The Innovation Box incentives:
Corporate income tax
for firms with a global turnover of more than $2.5bn
withholding tax on dividends on distribution to a foreign company
Capital gains/ Exit tax
for firms with a global turnover of more than $2.5bn
The grants available to foreign investors primarily come in the form of capital grants, employment grants and R&D grants. Foreign companies that fall under Israel’s Development Area A may be eligible for capital grants of up to 20 percent of the approved investment, covering investments in fixed assets such as equipment, buildings and furniture over a period of five years. If a company is approved for an employment grant, then this subsidy can be used to cover between 20 and 30 percent of the salary cost for additional employees. Finally, the government offers R&D grants that cover from 20 to 50 percent of a company’s total eligible R&D expenditure. The State of Israel also runs several R&D programmes for multinational corporations, which are designed to encourage them to invest in Israeli R&D activities.
In addition to these grants, the government has also created the Invest in Israel authority in order to provide practical support and advice to business owners looking to launch new operations in Israel. The government-backed initiative delivers a variety of customised services, in addition to offering potential investors a wealth of information on taxes, wages and Israeli regulations.
“We are a one-stop shop for foreign investment in Israel”, said Eliezer. “If you are an investor or an international business owner, our department will supply information about the Israeli ecosystem, escort you during your visit, help you navigate our country’s regulations, and much more. We are here to ensure that our clients have the best possible experience when investing in Israel.”
In July 2016, the Israeli Government sought to ambitiously extend the tax incentives it currently offers to foreign investors, publishing a proposal for an ‘innovation box’ intellectual property (IP) tax regime. Tax benefits from the proposed regime include a six percent corporate income tax rate and a four percent withholding tax on dividends for qualifying companies with consolidated revenues of over ILS 10bn ($2.5bn). The new proposal is set to come into effect as part of the upcoming state budget, and marks a significant opportunity both for multinationals currently operating in Israel and those considering investing in the Middle Eastern state.
With the creation of new, attractive tax incentives and grants, foreign investment in Israel is showing no signs of slowing down. Thanks to the success of the nation’s hi-tech sector, Israel’s economy is performing at its highest level since the 2008 financial crisis, boasting positive and steady growth far above the OECD average.
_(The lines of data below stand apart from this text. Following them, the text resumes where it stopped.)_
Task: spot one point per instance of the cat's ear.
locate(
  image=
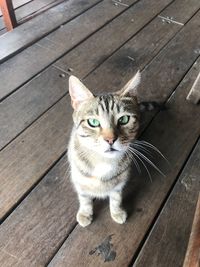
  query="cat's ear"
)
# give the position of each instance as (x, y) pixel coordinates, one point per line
(78, 91)
(131, 87)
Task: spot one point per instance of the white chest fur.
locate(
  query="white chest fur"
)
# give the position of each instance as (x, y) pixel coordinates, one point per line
(94, 185)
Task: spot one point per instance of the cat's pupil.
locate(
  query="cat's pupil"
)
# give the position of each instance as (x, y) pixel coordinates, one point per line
(93, 122)
(124, 120)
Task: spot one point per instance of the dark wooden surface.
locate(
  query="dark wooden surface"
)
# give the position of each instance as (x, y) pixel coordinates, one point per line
(8, 12)
(193, 253)
(104, 43)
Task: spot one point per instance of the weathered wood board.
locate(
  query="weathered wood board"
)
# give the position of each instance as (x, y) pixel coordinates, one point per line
(45, 89)
(32, 30)
(169, 66)
(35, 58)
(31, 9)
(193, 253)
(34, 235)
(22, 108)
(167, 242)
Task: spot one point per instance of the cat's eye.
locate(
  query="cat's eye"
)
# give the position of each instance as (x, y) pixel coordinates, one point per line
(93, 122)
(123, 120)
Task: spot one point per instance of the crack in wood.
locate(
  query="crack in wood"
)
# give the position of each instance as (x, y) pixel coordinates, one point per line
(105, 250)
(170, 20)
(120, 3)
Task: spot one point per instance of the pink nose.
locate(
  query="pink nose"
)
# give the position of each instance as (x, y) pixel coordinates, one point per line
(110, 140)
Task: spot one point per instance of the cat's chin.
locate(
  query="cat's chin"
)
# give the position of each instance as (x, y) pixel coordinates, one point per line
(112, 153)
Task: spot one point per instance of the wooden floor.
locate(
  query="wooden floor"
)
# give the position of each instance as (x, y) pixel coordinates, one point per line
(103, 43)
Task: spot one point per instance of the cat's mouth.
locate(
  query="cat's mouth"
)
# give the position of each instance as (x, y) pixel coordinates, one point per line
(111, 149)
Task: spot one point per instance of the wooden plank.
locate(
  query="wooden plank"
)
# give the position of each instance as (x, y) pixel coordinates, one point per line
(175, 126)
(22, 108)
(174, 13)
(26, 155)
(168, 239)
(32, 9)
(179, 127)
(9, 18)
(7, 202)
(37, 28)
(52, 201)
(193, 252)
(18, 3)
(38, 93)
(169, 66)
(194, 94)
(35, 58)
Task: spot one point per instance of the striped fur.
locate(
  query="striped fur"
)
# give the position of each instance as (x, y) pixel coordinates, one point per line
(98, 155)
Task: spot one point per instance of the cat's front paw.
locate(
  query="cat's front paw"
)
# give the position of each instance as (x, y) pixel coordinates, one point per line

In light of this economic prosperity, all global credit ranking agencies have recently raised Israel’s rating to A+, an encouraging move that suggests a bright future for its economy.
Over the next few years, industry experts expect to see greater international recognition of Israel as a global innovation hub, resulting in higher amounts of capital flowing to the nation. Furthermore, as investors from emerging markets are beginning to invest in Israel, this new capital is set to experience a diversification in terms of its sources. China in particular is turning its attentions to the thriving Israeli hi-tech sector and, as of 2016, the vast majority of Israeli venture capital funds have at least one Chinese investor on board during their financing rounds.
With increased diversification of funding, Israeli innovation is poised to become more global, strengthening what is already a vibrant and thriving business ecosystem.